Nagoya's infamous gomi saiban - the 1970-1975 "trash trial" between NAG (New Artist Group) and the Aichi Prefectural Museum of Art over the exhibition of trash art (gomi sakuhin) - had major repercussions that changed Nagoya's arts scene forever. The museum's removal of the trash sculptures sparked protests and prompted NAG to launch a censorship case against the museum. Local artists now shut out of exhibition spaces took to the streets with trash artworks in solidarity with the plaintiffs. The gomi saiban would pit area artists against local art institutions with the city of Nagoya as their arena throughout the trial's five year duration and beyond.

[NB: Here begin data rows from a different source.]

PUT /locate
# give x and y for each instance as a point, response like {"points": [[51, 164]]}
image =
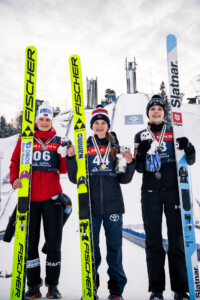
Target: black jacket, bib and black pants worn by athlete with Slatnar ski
{"points": [[160, 194]]}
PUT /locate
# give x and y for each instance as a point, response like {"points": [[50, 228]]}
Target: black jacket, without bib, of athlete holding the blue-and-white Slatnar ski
{"points": [[168, 169]]}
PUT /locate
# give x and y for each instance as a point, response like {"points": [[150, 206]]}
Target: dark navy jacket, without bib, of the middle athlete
{"points": [[105, 191]]}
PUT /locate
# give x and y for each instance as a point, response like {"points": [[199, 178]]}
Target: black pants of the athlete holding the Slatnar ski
{"points": [[153, 203]]}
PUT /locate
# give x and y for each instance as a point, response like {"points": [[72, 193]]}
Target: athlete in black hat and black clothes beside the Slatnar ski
{"points": [[160, 192]]}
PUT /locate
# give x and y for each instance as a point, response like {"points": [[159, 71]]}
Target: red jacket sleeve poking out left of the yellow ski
{"points": [[15, 162]]}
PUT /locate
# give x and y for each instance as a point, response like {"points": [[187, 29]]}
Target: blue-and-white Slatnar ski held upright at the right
{"points": [[182, 172]]}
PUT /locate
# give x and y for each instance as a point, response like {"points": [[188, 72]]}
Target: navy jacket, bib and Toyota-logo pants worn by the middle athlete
{"points": [[107, 208]]}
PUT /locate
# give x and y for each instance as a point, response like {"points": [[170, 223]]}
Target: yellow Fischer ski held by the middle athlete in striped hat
{"points": [[86, 241]]}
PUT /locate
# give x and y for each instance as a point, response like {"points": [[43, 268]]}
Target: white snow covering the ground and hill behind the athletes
{"points": [[134, 260]]}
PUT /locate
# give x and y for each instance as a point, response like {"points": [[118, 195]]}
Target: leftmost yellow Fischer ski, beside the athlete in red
{"points": [[23, 201]]}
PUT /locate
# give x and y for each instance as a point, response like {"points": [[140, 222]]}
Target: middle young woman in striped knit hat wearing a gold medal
{"points": [[106, 196]]}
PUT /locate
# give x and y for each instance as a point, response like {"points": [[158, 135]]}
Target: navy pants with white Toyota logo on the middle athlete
{"points": [[112, 224]]}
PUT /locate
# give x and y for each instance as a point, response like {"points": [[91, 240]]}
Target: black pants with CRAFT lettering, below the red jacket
{"points": [[52, 215]]}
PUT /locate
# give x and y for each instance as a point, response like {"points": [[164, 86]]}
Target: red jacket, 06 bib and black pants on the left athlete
{"points": [[47, 164]]}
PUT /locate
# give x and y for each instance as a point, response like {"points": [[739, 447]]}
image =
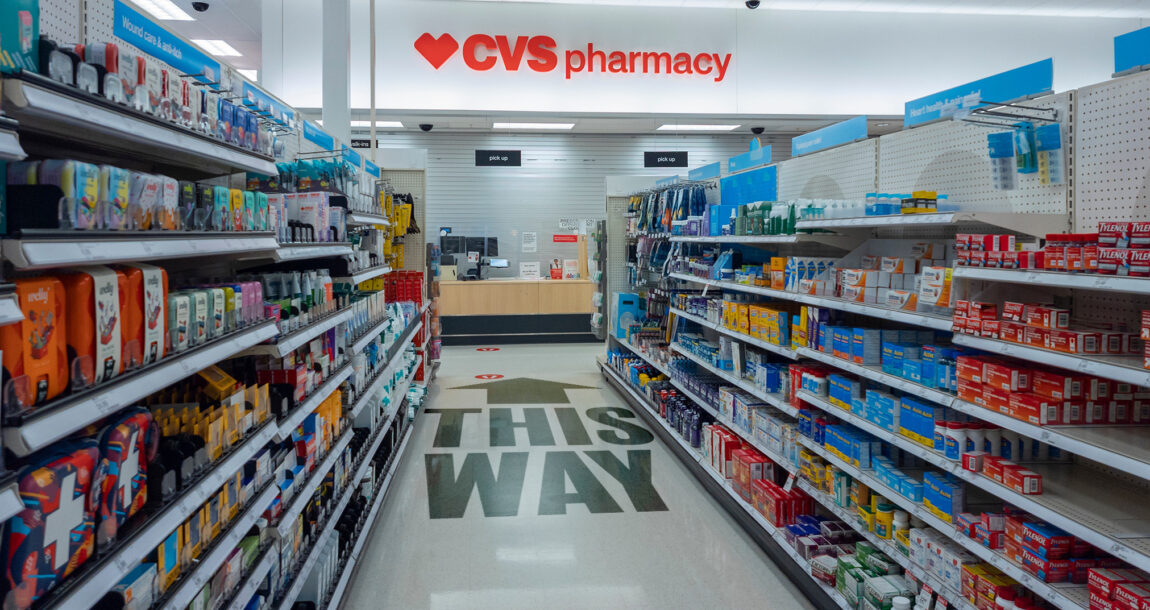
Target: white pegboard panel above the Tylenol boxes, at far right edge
{"points": [[1111, 164]]}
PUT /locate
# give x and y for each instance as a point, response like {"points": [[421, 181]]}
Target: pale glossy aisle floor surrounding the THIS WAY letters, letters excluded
{"points": [[692, 555]]}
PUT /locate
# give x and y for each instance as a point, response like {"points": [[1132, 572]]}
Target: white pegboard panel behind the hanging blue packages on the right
{"points": [[952, 158]]}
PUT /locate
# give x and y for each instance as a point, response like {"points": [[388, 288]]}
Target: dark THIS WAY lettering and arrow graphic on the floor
{"points": [[480, 451]]}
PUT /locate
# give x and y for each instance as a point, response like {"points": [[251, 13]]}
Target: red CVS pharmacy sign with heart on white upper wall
{"points": [[541, 54]]}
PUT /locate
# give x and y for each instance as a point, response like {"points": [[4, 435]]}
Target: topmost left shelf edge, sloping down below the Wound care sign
{"points": [[44, 106]]}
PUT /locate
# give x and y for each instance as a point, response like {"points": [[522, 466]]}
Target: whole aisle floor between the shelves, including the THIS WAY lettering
{"points": [[553, 527]]}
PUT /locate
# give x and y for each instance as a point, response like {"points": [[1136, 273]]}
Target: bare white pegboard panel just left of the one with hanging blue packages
{"points": [[844, 173]]}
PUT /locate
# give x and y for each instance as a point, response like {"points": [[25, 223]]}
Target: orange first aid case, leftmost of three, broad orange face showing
{"points": [[36, 348]]}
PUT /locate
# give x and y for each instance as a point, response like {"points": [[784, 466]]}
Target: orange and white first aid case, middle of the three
{"points": [[96, 323]]}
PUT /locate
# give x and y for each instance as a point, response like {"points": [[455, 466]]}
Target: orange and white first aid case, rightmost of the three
{"points": [[145, 304]]}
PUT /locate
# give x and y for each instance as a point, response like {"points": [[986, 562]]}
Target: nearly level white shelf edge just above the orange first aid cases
{"points": [[43, 250]]}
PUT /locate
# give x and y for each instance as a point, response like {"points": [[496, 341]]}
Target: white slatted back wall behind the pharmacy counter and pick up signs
{"points": [[562, 177]]}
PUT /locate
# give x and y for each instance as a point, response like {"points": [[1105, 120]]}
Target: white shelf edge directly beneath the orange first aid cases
{"points": [[55, 422]]}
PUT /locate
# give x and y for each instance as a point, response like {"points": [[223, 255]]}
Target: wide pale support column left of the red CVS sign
{"points": [[338, 91]]}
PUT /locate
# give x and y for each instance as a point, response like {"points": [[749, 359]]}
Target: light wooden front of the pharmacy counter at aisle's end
{"points": [[516, 298]]}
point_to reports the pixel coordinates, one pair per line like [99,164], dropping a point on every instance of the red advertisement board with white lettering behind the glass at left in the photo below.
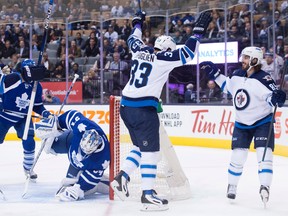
[59,89]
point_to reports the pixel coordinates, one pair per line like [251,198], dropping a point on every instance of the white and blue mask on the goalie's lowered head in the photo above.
[91,141]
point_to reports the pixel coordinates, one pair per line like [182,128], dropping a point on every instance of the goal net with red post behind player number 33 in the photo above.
[171,181]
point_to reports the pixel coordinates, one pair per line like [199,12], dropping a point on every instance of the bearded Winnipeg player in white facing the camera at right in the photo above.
[254,94]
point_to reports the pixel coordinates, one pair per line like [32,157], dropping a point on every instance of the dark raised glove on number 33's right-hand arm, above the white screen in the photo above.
[201,24]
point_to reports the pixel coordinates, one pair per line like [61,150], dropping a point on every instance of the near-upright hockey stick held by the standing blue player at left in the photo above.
[34,89]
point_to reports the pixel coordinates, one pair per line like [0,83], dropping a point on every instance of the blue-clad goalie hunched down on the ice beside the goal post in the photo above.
[88,152]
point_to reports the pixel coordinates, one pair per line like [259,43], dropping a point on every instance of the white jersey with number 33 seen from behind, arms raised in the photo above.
[150,71]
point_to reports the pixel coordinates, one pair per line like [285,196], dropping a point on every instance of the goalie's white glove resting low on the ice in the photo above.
[72,193]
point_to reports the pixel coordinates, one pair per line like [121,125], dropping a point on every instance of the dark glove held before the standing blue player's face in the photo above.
[33,73]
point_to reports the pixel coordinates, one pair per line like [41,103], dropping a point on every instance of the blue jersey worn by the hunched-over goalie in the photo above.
[76,122]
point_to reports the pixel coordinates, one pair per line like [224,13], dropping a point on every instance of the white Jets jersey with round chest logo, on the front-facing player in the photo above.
[251,95]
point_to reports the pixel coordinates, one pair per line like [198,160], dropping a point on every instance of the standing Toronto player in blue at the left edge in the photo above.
[16,90]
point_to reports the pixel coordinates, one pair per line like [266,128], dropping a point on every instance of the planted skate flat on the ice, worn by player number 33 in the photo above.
[153,203]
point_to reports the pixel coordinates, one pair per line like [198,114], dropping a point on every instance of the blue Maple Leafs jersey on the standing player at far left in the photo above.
[15,95]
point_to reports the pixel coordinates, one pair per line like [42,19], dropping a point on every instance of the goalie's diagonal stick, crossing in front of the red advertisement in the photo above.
[76,76]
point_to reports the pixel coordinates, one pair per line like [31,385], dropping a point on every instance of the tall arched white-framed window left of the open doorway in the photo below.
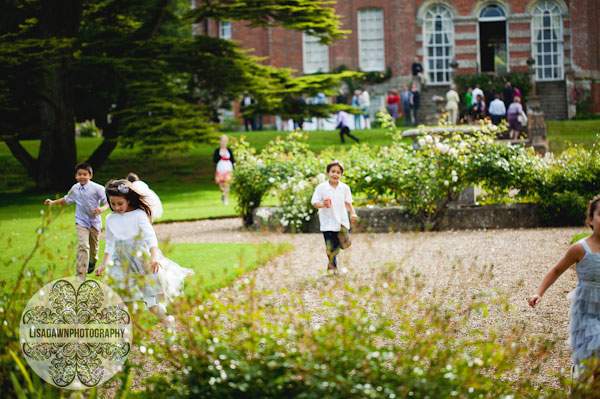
[430,41]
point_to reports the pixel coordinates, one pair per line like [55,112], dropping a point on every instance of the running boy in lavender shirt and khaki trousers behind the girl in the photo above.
[87,196]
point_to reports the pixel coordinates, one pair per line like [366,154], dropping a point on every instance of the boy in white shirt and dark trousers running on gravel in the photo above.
[333,199]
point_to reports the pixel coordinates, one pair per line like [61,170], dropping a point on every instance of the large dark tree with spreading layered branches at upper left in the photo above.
[135,67]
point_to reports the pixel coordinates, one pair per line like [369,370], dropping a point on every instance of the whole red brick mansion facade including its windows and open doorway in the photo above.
[485,36]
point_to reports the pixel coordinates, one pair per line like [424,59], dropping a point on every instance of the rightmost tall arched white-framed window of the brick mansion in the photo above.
[549,65]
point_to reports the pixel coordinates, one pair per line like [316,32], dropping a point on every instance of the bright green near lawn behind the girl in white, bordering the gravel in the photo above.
[215,264]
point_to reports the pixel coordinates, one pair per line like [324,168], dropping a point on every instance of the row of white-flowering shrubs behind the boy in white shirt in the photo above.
[422,181]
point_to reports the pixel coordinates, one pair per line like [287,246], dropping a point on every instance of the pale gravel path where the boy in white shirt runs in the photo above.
[450,265]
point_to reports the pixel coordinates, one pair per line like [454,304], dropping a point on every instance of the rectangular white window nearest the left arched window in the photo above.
[371,42]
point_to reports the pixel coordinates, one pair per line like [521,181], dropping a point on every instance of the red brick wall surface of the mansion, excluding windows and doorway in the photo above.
[581,37]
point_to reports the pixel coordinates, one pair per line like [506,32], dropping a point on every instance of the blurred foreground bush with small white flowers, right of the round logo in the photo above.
[373,339]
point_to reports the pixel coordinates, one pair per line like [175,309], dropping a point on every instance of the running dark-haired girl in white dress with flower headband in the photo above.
[133,255]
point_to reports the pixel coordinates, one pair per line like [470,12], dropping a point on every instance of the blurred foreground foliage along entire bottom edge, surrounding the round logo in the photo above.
[384,337]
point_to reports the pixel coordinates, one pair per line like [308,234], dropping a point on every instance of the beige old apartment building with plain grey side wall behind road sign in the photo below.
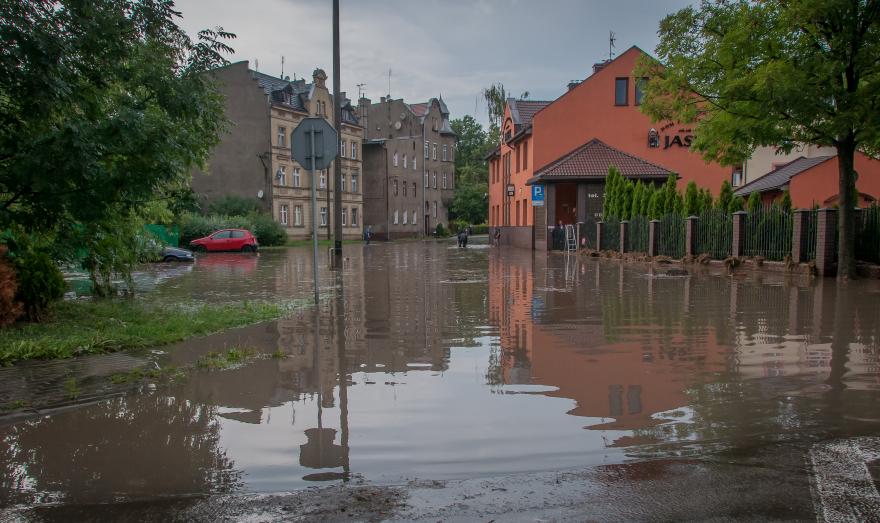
[254,159]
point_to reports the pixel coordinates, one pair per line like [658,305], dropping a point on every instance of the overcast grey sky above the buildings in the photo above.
[452,48]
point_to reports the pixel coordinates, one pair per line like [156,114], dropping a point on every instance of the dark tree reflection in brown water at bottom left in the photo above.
[138,446]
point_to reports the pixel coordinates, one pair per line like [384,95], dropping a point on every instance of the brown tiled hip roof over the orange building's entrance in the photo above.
[593,159]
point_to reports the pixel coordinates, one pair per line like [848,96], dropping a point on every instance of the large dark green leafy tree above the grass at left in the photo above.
[105,109]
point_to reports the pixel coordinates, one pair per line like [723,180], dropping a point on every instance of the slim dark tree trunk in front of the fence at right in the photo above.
[846,260]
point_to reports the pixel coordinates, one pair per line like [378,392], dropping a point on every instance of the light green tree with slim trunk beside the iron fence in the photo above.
[774,73]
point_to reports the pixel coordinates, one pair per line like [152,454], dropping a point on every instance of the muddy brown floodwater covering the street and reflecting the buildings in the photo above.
[436,363]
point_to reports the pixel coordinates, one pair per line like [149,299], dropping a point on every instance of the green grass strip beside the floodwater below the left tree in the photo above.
[90,327]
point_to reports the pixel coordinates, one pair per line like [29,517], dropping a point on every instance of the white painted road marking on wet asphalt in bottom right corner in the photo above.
[843,490]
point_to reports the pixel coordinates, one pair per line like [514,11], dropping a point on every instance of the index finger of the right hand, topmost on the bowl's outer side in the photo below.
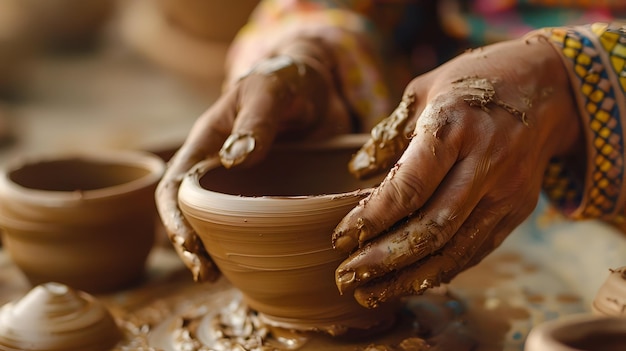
[413,179]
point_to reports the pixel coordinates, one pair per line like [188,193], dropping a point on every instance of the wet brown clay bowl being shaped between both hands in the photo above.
[268,228]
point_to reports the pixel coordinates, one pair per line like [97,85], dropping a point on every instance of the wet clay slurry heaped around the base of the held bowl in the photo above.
[195,320]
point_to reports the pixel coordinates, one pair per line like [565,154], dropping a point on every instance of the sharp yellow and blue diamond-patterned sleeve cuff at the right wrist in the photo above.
[595,56]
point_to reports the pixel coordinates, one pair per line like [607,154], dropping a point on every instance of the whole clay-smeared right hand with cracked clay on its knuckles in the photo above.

The subsequent news coverage, public art performances and installations termed "happenings" (happuningu) ushered in a post-1970 regional movement in Nagoya dubbed the "trash dimension" (gomi jigen), where trash became the city's anarchist artistic signature.

This study introduces a little-known yet locally significant event in Japanese postwar art history for the first time in the Anglophone world. Although trash art was globally resonant in contemporary art at the time (Tomii, 2018), trash art resonated with Nagoya artists even before the gomi saiban incident but subsequently created a contentious rift between artists and conservative institutions. This study attempts to better understand how the gomi saiban politicized trash art in Nagoya via public reception and newspaper discourse, specifically the reception of the trash sculptures through news headlines such as "Is it trash? Or, is it art?". Due to their dynamic nature as a transformative object in a contested space, the trash sculptures themselves are framed as both a catalyst and agentic third party in the legal dispute via "thing power". (Bennett, 2004) This study finds that the artists' legal action against the museum and the result may have ultimately led to Nagoya, once a contemporary art hub now dubbed "Japan's most boring city", being absent from historical accounts on contemporary Japanese art.